Dynamic, ML-based screening

  • Remove human bias. For example, human investors have a limited set of experience and an incomplete sample of successful companies. As a result, they would over-index these patterns and miss out on for them so far unknown success patterns. Moreover, traditional screening is impacted by similarity bias, recency bias and others. Incorporating patterns from comprehensive datasets reduces biases significantly compared to human processes.

  • Scalability. ML-based approaches can easily process and screen hundreds of thousands, even millions of startups in due course whereas humans would take forever to do so.

By combining the best of both worlds, we receive a single “likelihood of success score” that helps investors to cut through the noise. We can then either present all companies and leave it to the investor to sort companies based on their score and manually define a cut-off in line with the overarching filters and available resources at the time or we define a fixed score cut-off and only present the companies that qualify above. So far, so good.
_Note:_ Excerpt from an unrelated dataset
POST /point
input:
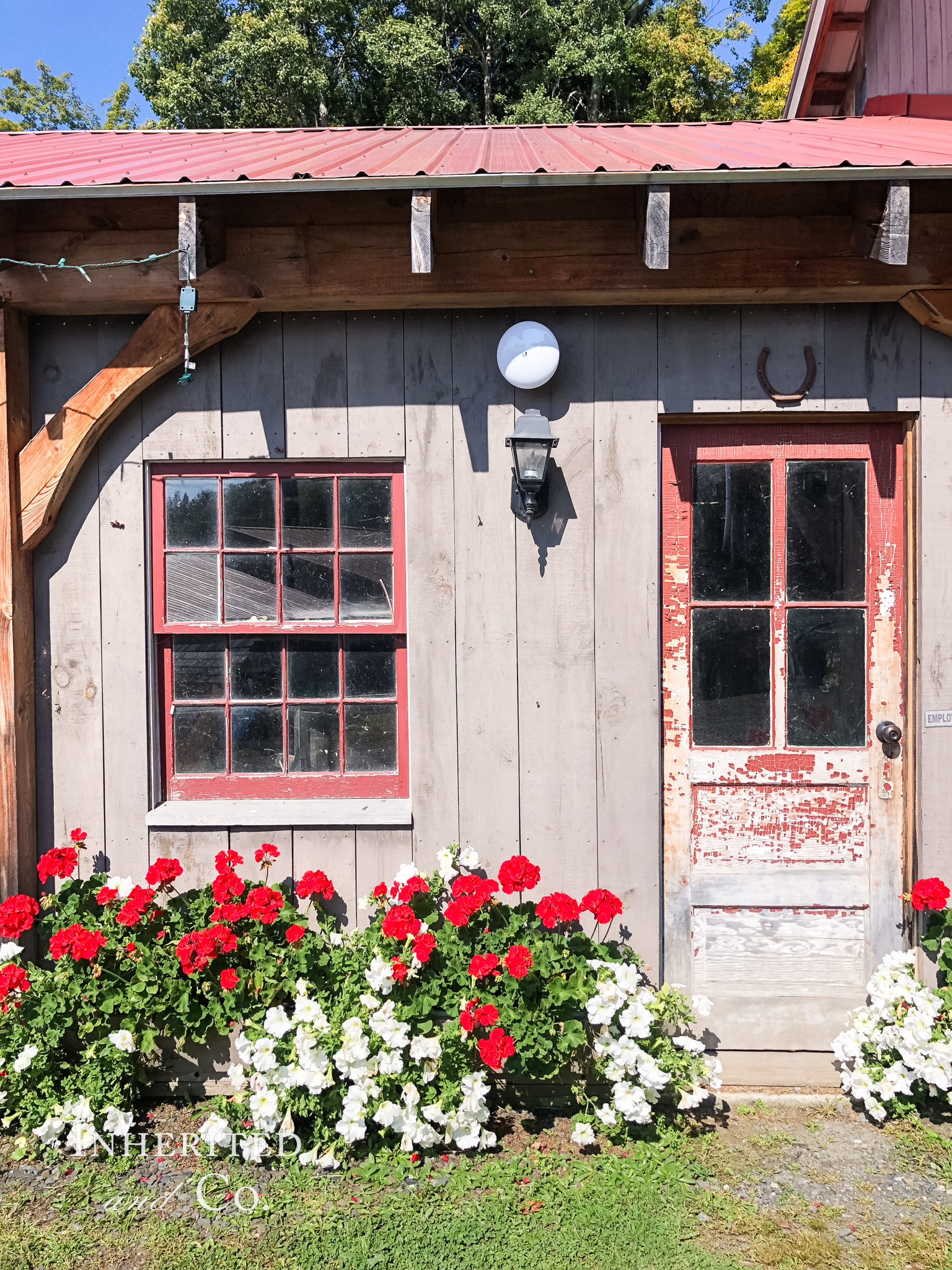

But how can we integrate these novel sourcing and screening approaches into existing processes to close the remaining gap between machines at the top of the funnel and human investors at the bottom of the funnel?

Traditional VC processes and frameworks

First off, let’s understand the status quo of the VC funnel. Processes and frameworks of how VCs split responsibilities among their team members are highly diverse and depend on a variety of factors. Clearly, there exist interdependencies as the focus of the fund is the sum of the focus of all individual team members. A bigger fund delivers more management fee which in turn allows to grow a bigger team which then allows every individual to specialise more. I see 5 major dimensions of focus.

  1. Industry: DeepTech, IndustrialTech, FinTech, Logistics, Mobility etc.

  2. Technology: AI, Blockchain, IoT, Robotics, VR/AR, web3 etc.

  3. Business model: SaaS, marketplace, open-source, transactional etc.

  4. Value chain: Sourcing, screening, deal assessment, deal winning, closing, portfolio work, etc.

  5. Geography: DACH, France, UK, Nordics, Southern Europe etc.